I forget how conservative their world outside of these walls continues to be.

But then I’m reminded.

I run in to a group of women I’ve become close with out near the market. If they didn’t grab me, I wouldn’t have noticed them. No part of their skin is visible. They are covered from head to toe in synthetic black fabric. Long hijabs. Dark socks with their flip-flops. Veils with three layers tied around their foreheads, some allowing for eyes to peek through, others meeting onlookers with a solid black panel shielding the woman’s face entirely.

I find myself uncomfortable.
Then, uncomfortable that I’m uncomfortable.
Guilty that I don’t feel as at ease, as close, as understood or understanding.
I’m disoriented by the public/private divide.
Unsure of the appropriate code of behavior out here, outside the walls.

In these moments, the years of cultural warfare between the West and the “Muslim World” are felt.
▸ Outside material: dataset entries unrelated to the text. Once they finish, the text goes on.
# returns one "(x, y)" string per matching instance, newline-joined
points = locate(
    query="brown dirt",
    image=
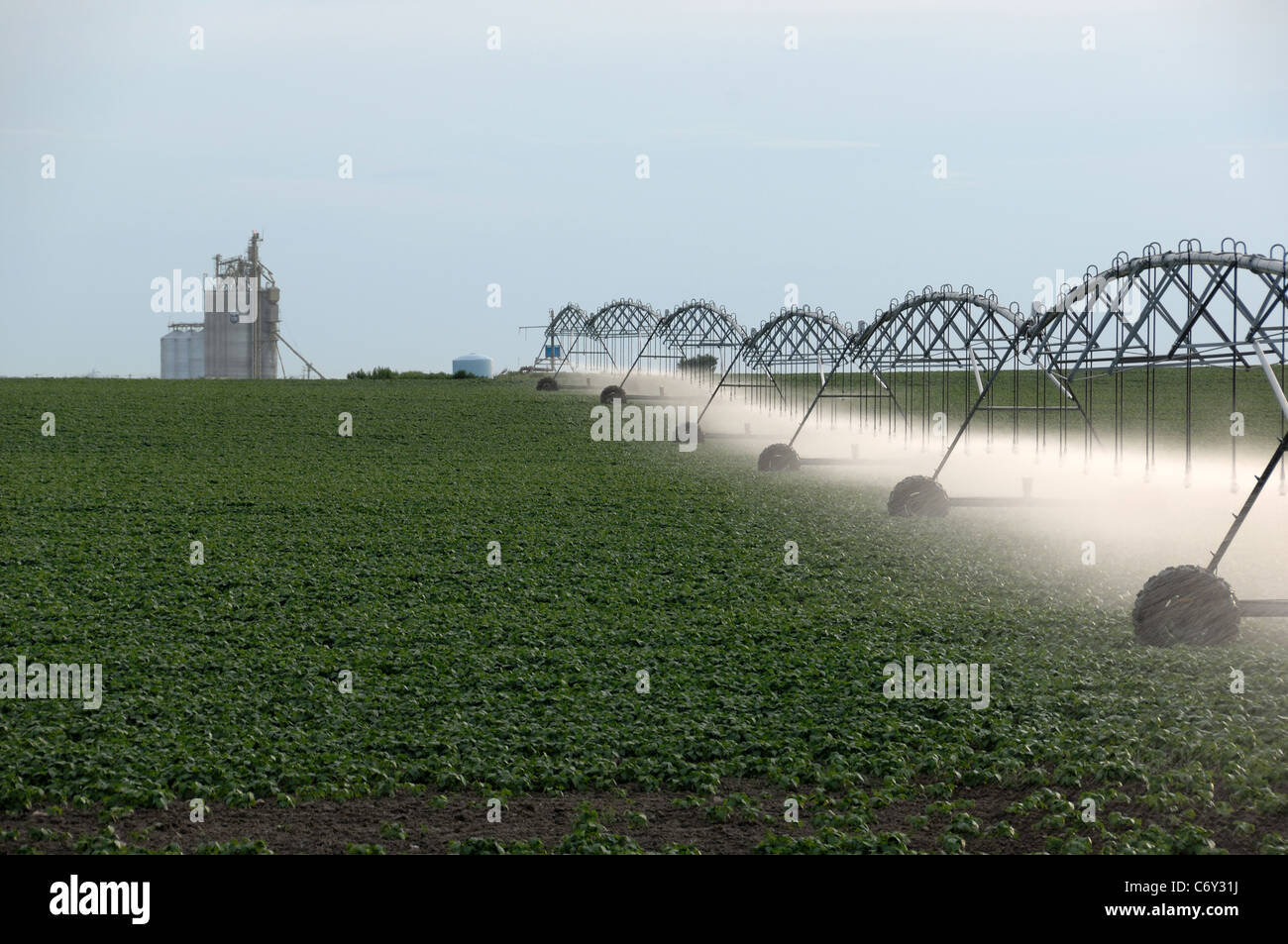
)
(429, 823)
The Muslim woman has become a symbol in the West, a representation of repression and suffering, ghostly in her long robes and hidden face. And while this war of cultural low-punches isn’t one that appeals to me, as I stand with these women, women with whom I’ve shared secrets, jokes, and tears, I wonder why only now they felt strange to me. Exotic. Perhaps I always interpreted women who covered their bodies – and most significantly, their faces, as supremely pious, a level of religiosity I didn’t understand, couldn’t relate to. Perhaps in some way, despite intellectually understanding otherwise, I’ve internalized the idea that behind the face veil, she and I were fundamentally different.

Disoriented and a bit disappointed with my own cogitations, I hurried away. Looking forward to their return home from the market. Where stripped down and without black cloth in the way, I would feel once again at home.